Carol est adapté de la nouvelle de Patricia Highsmith, intitulée « Les eaux dérobées ou Carol » qui fut publiée à l’époque au moment même où l’Association des psychiatres américains ajoutait l’homosexualité à la liste des maladies mentales. Classée quasi-pornographique, cette nouvelle récolte pourtant beaucoup de succès et n’a pas cessé depuis d’attirer les réalisateurs de tous bords.
Le Synopsis :
Nous sommes en 1952, à la veille de Noel, Carol Aird (Cate Blanchett) une femme bien installée dans sa vie de bourgeoise américaine cherche un cadeau pour sa fille de quatre ans. Elle se rend dans le magasin ou travaille la jeune et timide Thérése Belivet (Rooney Mara) qui lui propose d’offrir à sa fille un train électrique, dernière nouveauté sortie sur le marché du jouet. Carol s’empare de l’idée mais oublie ses gants sur le comptoir. Voila qui permet à Thérèse de reprendre contact avec la belle Carol qui l’a troublé au plus haut point. Celle ci, en instance de divorce et voulant refaire sa vie, semble être dans le même état puisqu’elle fini par inviter Thérèse à passer le weekend chez elle. Le futur ex mari de Carol, incapable d’accepter la séparation va essayer de lui enlever sa fille en lançant une enquête de moralité qui fera défaut à Carol et l’obligera à faire un choix entre sa famille et ses envies.
Ma vision du film :
Ce film que je trouve tourné tout en douceur et en délicatesse est pour moi un cheminement vers la passion amoureuse qui née entre deux femmes plus que l’étalage d’un amour lesbien. Il a été souvent présenté comme une histoire d’amour entre deux femmes à une époque ou cela était impossible. Cette analyse me semble très simpliste et ne reflète en aucun cas ce que le réalisateur à voulu nous montrer
Ici, Todd Haynes, nous laisse voir plusieurs choses déterminantes. Il nous montre comment l’entrelacs des décisions prises par chacun arrivent à faire basculer des vies qui étaient pourtant parties pour correspondre totalement à ce que la société attendait d’elles. Tous les personnages sont liés et auront tous un impact les uns sur les autres laissant s’insinuer entre eux à la fois l’amour, La haine, la tristesse et l’envie.

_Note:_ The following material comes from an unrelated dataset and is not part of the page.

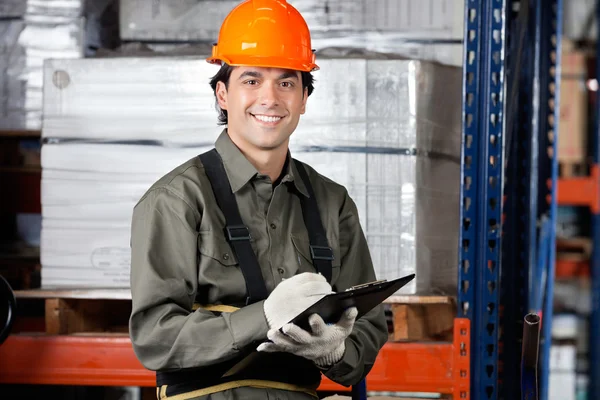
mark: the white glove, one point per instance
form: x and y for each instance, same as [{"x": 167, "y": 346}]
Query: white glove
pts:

Il oppose, une Carol, maniérée, dans l’emphase, très hollywoodienne, jouant un rôle qui ne lui ressemble pas, sans doute pour essayer de se couler dans une société ou elle ne trouve pas sa place au personnage innocent de Thérèse qui n’a pas encore compris la vie et qui essaye désespérément de trouver une place qui lui correspond.
Carol aime les femmes, ce n’est pas la première fois qu’elle a une relation amoureuse mais il semble que ce soit la première fois qu’elle soit aussi touchée et troublée. Elle évolue dans sa vie avec ce sentiment qui la caractérise et lutte de toutes ses forces contre la normalité de l’époque que son mari veut lui imposer à tout prix. Carol veut être libre de faire ce qui lui plaît et lui convient et même lorsque son mari l’a menacera d’une enquête de moralité elle partira sur les routes avec Thérèse pour vivre cet amour qu’elle sent déjà mais qu’elle ne veut pas brusquer.
Thérèse fréquente un homme qui veut l’épouser et lui offrir une vie honnête mais cela ne la touche pas, pour moi elle est dans une attente constante car elle ne sait pas ce que sera sa vie. Elle la regarde avec distance. J’aime ce moment du film ou son prétendant lui dit qu’il la veut et qu’elle lui demande s’il est possible d’aimer quelqu’un du même sexe. Il y a une telle distance entre le ressenti des deux personnages à ce moment que ca pousse indéniablement la puissance de ce film.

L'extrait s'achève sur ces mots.